También es necesario un enfoque preventivo, evolucionar de análisis puramente forenses, a posterior, hacia una detección temprana y un enfoque predictivo, aportando valor antes de la incidencia, equilibrar mejor la atención entre la inversión inicial y el mantenimiento. El debate público suele concentrarse en el llamado CAPEX, es decir, la construcción, la inversión y la puesta en servicio de nuevos activos. Sin embargo, la seguridad y la disponibilidad real de una infraestructura se consolidan en gran medida durante el OPEX: la explotación, la conservación, la inspección periódica, la gestión de la condición del activo y la capacidad de anticipar actuaciones antes de que el deterioro comprometa su desempeño. En este sentido, reforzar el mantenimiento y su supervisión no es un coste añadido; es una palanca de seguridad, durabilidad y eficiencia. 

El proyecto de ley de protección y resiliencia de las entidades críticas, que incorpora al ordenamiento español la Directiva (UE) 2022/2557, contiene una previsión especialmente relevante: la creación de un esquema nacional de certificación en materia de resiliencia de entidades críticas.

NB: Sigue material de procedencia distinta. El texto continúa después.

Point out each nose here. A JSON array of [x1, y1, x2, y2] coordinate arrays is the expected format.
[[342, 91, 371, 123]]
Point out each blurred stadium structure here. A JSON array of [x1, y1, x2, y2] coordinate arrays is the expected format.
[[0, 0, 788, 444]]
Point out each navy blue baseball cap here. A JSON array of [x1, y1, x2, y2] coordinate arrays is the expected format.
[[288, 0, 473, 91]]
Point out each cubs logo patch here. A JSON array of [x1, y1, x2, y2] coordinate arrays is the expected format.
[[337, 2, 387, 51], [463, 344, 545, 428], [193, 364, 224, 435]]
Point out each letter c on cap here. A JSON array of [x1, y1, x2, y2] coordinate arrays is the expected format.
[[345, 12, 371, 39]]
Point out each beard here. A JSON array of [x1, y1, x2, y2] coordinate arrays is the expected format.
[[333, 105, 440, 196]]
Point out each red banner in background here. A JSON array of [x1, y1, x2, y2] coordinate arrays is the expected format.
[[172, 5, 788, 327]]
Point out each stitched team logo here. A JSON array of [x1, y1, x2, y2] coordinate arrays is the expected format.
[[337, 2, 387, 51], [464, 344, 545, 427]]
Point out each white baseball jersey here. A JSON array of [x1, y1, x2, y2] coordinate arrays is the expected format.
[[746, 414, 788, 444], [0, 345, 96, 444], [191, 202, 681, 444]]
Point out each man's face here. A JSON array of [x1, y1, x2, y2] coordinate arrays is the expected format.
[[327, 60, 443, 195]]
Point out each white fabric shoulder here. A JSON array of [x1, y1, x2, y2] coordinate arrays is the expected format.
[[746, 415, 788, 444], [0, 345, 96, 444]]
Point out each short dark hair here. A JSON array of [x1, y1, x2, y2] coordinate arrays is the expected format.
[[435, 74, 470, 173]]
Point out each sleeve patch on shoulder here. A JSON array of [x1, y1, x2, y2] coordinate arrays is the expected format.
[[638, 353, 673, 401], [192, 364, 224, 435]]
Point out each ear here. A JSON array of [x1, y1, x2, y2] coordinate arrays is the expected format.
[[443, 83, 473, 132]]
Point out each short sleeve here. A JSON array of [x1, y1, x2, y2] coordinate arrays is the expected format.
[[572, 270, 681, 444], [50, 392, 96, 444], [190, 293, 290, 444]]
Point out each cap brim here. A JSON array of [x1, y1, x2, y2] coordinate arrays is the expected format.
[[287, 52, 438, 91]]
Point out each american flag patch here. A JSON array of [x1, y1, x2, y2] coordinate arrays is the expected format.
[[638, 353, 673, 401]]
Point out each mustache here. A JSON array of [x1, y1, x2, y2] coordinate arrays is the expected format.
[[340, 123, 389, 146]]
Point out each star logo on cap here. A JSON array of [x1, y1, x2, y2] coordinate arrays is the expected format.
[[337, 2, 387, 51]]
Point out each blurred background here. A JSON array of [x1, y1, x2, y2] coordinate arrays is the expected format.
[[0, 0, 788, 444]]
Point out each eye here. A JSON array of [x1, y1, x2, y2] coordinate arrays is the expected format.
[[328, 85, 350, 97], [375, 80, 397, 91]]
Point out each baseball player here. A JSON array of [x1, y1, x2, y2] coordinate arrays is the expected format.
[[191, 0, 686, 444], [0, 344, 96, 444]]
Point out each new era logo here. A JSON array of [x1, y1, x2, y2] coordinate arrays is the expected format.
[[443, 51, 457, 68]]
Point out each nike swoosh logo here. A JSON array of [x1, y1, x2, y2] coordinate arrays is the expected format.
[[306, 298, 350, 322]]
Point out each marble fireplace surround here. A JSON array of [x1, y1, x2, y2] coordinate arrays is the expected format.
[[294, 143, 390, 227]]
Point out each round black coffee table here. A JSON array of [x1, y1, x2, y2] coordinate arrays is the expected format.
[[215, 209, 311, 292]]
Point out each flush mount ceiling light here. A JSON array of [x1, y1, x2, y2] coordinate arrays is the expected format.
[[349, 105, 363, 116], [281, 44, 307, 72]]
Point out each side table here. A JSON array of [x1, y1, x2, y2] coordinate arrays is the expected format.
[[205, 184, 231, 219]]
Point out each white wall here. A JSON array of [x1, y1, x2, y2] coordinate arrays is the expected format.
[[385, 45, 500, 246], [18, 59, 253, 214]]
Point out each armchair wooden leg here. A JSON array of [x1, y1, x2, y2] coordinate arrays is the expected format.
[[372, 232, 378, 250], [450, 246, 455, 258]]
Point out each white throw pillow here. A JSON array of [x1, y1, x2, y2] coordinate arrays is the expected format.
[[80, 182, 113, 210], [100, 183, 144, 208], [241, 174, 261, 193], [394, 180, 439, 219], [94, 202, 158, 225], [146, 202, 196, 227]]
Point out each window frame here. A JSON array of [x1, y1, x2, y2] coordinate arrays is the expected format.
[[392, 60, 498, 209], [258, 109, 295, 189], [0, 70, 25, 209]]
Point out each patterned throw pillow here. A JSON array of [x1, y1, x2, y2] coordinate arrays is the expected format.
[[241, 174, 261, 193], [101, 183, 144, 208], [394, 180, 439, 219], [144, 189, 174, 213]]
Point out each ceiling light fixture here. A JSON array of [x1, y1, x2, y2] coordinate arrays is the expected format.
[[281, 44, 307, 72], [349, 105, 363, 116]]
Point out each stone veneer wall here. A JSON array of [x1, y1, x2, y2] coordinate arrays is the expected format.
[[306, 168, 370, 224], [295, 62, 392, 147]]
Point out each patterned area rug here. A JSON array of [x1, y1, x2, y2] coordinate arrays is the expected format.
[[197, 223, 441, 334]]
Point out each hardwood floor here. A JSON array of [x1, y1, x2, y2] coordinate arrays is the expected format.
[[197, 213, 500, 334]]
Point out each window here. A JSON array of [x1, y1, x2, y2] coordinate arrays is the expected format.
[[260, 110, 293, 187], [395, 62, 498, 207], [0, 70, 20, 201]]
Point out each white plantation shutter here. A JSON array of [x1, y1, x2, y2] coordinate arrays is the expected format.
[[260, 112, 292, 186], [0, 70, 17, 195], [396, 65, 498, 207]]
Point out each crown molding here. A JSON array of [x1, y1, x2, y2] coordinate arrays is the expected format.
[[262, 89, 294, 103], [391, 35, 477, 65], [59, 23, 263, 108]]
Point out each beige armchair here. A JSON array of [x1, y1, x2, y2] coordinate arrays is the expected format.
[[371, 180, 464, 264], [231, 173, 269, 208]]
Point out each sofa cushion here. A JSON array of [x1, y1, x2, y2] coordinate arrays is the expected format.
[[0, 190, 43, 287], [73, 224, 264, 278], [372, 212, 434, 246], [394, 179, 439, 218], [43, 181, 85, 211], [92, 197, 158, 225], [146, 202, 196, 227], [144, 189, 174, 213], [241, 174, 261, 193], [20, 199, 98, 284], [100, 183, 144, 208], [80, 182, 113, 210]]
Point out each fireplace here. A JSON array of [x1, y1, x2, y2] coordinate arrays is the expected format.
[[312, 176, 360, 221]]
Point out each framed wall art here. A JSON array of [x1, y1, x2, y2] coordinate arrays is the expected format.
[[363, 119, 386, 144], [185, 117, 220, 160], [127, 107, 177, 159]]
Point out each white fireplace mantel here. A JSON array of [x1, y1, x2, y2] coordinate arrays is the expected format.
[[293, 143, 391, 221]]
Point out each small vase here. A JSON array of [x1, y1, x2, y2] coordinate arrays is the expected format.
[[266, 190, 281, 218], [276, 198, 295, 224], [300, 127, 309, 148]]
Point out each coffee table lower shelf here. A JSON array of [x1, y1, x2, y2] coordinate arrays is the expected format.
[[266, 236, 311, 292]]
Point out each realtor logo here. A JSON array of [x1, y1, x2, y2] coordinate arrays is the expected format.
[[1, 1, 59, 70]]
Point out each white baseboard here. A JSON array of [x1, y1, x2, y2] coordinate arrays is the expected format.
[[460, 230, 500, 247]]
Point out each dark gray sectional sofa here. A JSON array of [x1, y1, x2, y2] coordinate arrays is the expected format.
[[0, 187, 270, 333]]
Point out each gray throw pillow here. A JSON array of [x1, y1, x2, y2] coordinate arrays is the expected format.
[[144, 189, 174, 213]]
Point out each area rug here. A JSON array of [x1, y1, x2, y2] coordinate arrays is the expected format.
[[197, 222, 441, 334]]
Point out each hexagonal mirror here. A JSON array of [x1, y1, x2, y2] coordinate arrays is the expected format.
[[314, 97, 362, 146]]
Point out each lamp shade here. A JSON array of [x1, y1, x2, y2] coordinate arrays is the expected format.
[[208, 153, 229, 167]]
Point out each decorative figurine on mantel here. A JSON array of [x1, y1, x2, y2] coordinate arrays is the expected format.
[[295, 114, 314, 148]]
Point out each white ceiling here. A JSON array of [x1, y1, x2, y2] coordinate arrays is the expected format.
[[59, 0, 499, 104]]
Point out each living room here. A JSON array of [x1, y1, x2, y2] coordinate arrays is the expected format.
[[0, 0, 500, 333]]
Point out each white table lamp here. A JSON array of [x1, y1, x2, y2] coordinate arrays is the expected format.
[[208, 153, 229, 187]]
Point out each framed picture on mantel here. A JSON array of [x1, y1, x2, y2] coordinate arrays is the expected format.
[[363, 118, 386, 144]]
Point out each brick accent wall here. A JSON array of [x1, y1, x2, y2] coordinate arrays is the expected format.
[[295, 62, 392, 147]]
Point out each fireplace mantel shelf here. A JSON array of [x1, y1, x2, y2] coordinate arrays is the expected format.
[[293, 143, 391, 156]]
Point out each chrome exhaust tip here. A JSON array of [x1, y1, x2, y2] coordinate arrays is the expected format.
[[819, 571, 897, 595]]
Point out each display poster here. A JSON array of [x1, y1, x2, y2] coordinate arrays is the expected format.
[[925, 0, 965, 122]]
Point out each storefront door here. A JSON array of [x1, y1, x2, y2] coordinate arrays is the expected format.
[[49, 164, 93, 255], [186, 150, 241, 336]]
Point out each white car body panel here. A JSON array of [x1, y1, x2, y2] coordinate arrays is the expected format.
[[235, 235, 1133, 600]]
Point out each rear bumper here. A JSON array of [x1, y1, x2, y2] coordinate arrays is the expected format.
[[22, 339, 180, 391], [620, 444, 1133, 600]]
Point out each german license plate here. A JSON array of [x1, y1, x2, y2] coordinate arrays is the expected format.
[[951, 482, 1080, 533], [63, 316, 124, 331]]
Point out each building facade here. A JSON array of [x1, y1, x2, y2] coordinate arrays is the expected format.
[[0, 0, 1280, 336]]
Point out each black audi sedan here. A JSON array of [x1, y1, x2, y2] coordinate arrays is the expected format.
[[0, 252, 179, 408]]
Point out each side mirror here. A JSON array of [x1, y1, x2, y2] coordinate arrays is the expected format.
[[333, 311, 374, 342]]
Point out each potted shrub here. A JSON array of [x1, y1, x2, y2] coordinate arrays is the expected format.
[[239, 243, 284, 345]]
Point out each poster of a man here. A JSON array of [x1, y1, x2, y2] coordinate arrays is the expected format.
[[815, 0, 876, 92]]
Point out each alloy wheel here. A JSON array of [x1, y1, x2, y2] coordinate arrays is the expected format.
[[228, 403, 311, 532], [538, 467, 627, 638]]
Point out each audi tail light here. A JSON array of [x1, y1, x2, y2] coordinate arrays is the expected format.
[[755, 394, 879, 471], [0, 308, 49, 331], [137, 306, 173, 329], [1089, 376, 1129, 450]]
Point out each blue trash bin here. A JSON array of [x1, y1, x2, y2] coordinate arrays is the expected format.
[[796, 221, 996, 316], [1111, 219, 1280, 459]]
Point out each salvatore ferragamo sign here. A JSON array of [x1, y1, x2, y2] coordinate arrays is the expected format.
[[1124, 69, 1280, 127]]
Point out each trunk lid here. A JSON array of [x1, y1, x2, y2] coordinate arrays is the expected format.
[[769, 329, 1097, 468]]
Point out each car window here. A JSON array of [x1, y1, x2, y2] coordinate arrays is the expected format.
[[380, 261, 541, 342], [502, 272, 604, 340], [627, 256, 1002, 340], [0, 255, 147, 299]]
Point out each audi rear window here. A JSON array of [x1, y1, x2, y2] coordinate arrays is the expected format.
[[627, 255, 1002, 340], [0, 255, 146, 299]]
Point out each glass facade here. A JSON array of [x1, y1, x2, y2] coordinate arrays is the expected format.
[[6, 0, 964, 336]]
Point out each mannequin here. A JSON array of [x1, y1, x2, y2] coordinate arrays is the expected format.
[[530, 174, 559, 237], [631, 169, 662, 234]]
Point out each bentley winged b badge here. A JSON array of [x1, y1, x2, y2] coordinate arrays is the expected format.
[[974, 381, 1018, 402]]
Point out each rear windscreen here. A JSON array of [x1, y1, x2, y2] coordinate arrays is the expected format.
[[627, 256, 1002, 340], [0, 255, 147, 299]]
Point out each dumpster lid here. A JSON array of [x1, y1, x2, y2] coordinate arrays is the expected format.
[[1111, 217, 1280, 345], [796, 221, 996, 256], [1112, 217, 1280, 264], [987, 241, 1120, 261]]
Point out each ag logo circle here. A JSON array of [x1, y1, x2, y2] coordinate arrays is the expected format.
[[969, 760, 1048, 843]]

En cuarto lugar, merecen especial atención las entidades críticas. En este punto, el proyecto de ley de protección y resiliencia de las entidades críticas, texto que incorpora al ordenamiento español la Directiva (UE) 2022/2557, incorpora una previsión especialmente relevante: la creación de un esquema nacional de certificación en materia de resiliencia de entidades críticas. Este instrumento permitirá que las entidades puedan acreditar que sus medidas de protección y resiliencia se ajustan a un marco común, evaluable y estandarizado, capaz de analizar de forma global su operativa y de mostrar niveles de calidad, seguridad y cumplimiento. Se trata de una oportunidad para reforzar la confianza en los sistemas de gestión del riesgo y para conectar la resiliencia con evidencias técnicas verificables, coherentes con el papel que la acreditación desempeña en nuestro marco nacional y europeo. 

Este nuevo marco normativo confirma un cambio de paradigma: no basta con proteger activos de forma aislada; es necesario gestionar riesgos, interdependencias y continuidad de servicios esenciales con una visión integral. En ese contexto, la evaluación de la conformidad acreditada aporta rigor técnico, independencia y trazabilidad a muchas de las evidencias necesarias para evaluar la resiliencia, verificar medidas, supervisar procesos y apoyar decisiones públicas y privadas. 

España cuenta ya con un tejido técnico acreditado capaz de aportar ensayos, inspecciones y certificaciones en ámbitos muy diversos, con más de 35.000 trabajadores desplegados en todo nuestro territorio. Aprovechar estas capacidades de forma proporcionada y basada en el riesgo permite reforzar la fiabilidad de las infraestructuras públicas sin crear estructuras paralelas ni duplicidades innecesarias. La clave está en aplicar el control externo allí donde aporta mayor valor: activos críticos, fases sensibles, elementos de mayor riesgo y decisiones con impacto relevante en seguridad y continuidad del servicio. La seguridad no se improvisa. La fiabilidad no se presume. Y la resiliencia no puede quedar en una aspiración abstracta. Debe construirse mediante evidencia, trazabilidad, independencia y competencia técnica acreditada. 

Reforzar el control externo acreditado en infraestructuras públicas significa mejorar la gestión del riesgo, fortalecer la toma de decisiones, proteger servicios esenciales y hacer más eficiente la inversión pública: aportando rigor donde hay complejidad, contraste técnico e independencia donde puede existir conflicto de interés, trazabilidad y evidencia donde la decisión pública necesita confianza. 

Dolores Asensi
Directora de ADECÚA - Asociación Española de Empresas de Ensayos, Inspección y Certificación.